Using a methodology that resembles that of my favorite historian, David Kynaston (see _Austerity Britain: 1944-1951_ for example), Lethbridge did a copious amount of primary research, relying on diaries, correspondence, newspaper columns, and interviews with former servants and employers to tell the complicated story of life below stairs. Lethbridge also brings in fictional accounts, as well as devoting time in her final chapter to the popular 1970s ITV series, _Upstairs, Downstairs_.

Lethbridge does a superb job of documenting her sources, using both endnotes and a bibliography that will guide scholars and interested readers who wish to pursue this topic further.

What I most appreciate about this study is Lethbridge’s determination to update the story of domestic labour by moving past the Victorian and Edwardian era (where the bulk of scholarship on the topic exists) and instead detailing the decline of the occupation after World War Two. In doing so, she has answered many of my own questions about the status of domestic service in Great Britain today, going so far as to discuss the domestic recruitment agencies, such as Greycoat Lumleys and Norland Agency for nannies. Who employs a full battery of domestic servants after World War II up to today? Lethbridge has done extensive research to answer this question and also to determine how the relationships between employers and servants have changed and why. She even goes into the semantics, how terms such as “servant” and “master” have changed to accommodate (or not) changing sensibilities towards domestic labour; namely, the shift to “candidate” and “client”, to use Greycoat Lumley’s terminology.

Portions of Lethbridge’s study reminded me of a 2000 Wall to Wall/PBS production, _1900 House_, where a modern-day family goes back to 1900 and becomes for all intents and purposes a lower-middle-class Victorian family. On their budget they can afford one maid-of-all work. Although the maid does take a load off of Joyce’s shoulders (she is the mistress of the home), early into the maid’s employment, Joyce realizes that it is only because of her maid that she herself is free to think, create, rest, or become an activist—whatever she chooses to do. Her guilt about her station and that of her maid’s results in Joyce firing the maid.
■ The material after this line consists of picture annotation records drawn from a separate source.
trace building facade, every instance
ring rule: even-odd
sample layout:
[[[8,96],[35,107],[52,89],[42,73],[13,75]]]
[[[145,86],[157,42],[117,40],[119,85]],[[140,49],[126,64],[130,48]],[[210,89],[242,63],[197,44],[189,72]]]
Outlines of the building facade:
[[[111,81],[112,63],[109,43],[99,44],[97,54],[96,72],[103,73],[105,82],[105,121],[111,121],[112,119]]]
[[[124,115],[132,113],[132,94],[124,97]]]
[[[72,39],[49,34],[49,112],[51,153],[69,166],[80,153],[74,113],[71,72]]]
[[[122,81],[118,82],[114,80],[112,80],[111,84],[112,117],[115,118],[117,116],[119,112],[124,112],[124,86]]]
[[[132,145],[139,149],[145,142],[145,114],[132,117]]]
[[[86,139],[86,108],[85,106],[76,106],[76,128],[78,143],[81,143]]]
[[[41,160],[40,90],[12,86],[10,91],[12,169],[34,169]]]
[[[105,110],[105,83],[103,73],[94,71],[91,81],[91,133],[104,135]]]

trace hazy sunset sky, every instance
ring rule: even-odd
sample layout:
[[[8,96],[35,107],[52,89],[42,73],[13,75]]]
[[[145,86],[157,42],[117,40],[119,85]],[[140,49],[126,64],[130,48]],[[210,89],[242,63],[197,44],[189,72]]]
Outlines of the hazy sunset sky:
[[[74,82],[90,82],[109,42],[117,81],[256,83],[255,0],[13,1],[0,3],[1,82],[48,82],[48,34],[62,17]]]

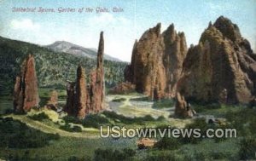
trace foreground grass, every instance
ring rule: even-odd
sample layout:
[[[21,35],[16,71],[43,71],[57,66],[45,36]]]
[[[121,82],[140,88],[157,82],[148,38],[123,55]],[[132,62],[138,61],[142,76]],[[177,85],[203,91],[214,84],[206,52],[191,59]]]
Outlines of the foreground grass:
[[[113,140],[111,138],[75,138],[61,137],[59,141],[50,142],[49,146],[29,149],[0,149],[0,158],[6,159],[8,156],[18,155],[22,158],[28,153],[27,158],[35,160],[63,161],[73,157],[91,160],[97,148],[119,149],[131,147],[136,149],[135,141],[131,139]]]

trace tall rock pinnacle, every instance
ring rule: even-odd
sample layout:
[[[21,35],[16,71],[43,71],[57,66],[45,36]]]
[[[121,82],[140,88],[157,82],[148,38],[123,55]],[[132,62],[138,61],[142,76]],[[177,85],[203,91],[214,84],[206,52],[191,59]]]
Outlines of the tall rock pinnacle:
[[[183,71],[178,89],[186,97],[247,103],[256,94],[255,54],[238,26],[223,16],[189,49]]]
[[[163,33],[165,54],[163,57],[166,73],[166,91],[176,94],[176,85],[180,78],[183,63],[187,55],[187,43],[183,32],[178,32],[172,24]]]
[[[166,71],[163,65],[164,42],[160,24],[146,31],[132,51],[131,64],[125,69],[125,79],[136,84],[138,92],[151,99],[164,95]]]
[[[104,55],[104,37],[103,32],[101,32],[98,54],[97,66],[91,73],[90,80],[90,109],[97,112],[104,109],[105,97],[105,83],[104,83],[104,68],[103,68],[103,55]]]
[[[77,86],[76,86],[76,106],[78,109],[77,117],[79,118],[84,118],[86,112],[86,82],[84,76],[84,69],[79,66],[77,70]]]
[[[64,111],[68,115],[83,119],[86,115],[86,83],[84,69],[79,66],[77,69],[76,83],[68,82],[67,84],[67,103]]]
[[[14,91],[14,108],[16,112],[26,112],[38,106],[39,96],[35,60],[32,55],[23,62],[21,73],[16,78]]]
I remember being intrigued by Joyce’s keen sensitivity to what “domestic service” meant. I remember being intrigued by Joyce's keen sensitivity as to what "domestic service" meant, and also how her decision to fire the maid left the maid out of work and, had it been the Victorian era, possibly on the verge of destitution. Lethbridge introduces this topic as well. She writes about Ethel Mannin, a 1920s-era feminist and socialist who hired domestic help in order to free her for her life’s work. Lethbridge writes that Mannin’s “socialist principles were apparently untroubled by the maid. . . . As Mannin saw it, domestic help was a necessary component of her freedom. ‘It was snobbish; it was class distinction; it was exploitation but it worked,’” Mannin wrote fifty years later (Lethbridge, p. 165).
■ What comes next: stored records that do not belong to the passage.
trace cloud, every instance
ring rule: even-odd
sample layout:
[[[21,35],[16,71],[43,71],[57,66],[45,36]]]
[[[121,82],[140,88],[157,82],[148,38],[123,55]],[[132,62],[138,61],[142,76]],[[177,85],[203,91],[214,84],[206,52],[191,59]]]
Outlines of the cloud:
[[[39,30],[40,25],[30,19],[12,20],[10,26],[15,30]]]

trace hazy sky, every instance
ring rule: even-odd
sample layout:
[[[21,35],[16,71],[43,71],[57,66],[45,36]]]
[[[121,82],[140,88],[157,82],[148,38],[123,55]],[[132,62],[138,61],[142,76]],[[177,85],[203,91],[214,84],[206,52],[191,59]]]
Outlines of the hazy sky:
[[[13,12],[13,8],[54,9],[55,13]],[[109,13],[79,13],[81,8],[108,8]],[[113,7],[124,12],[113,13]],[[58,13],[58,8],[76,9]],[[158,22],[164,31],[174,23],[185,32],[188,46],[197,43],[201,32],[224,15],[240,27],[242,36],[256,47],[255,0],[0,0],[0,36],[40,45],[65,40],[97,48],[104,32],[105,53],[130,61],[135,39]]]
It is Lethbridge’s attention to these complex themes that draw me to it. Although dense with information, Lethbridge writes in a straight-forward style, using little jargon and “telling a story that is true”, my favorite definition of what history is. I highly recommend this book and am grateful that Lethbridge cared so much about the topic to do a lot of original research and investigation in order to share her findings with readers.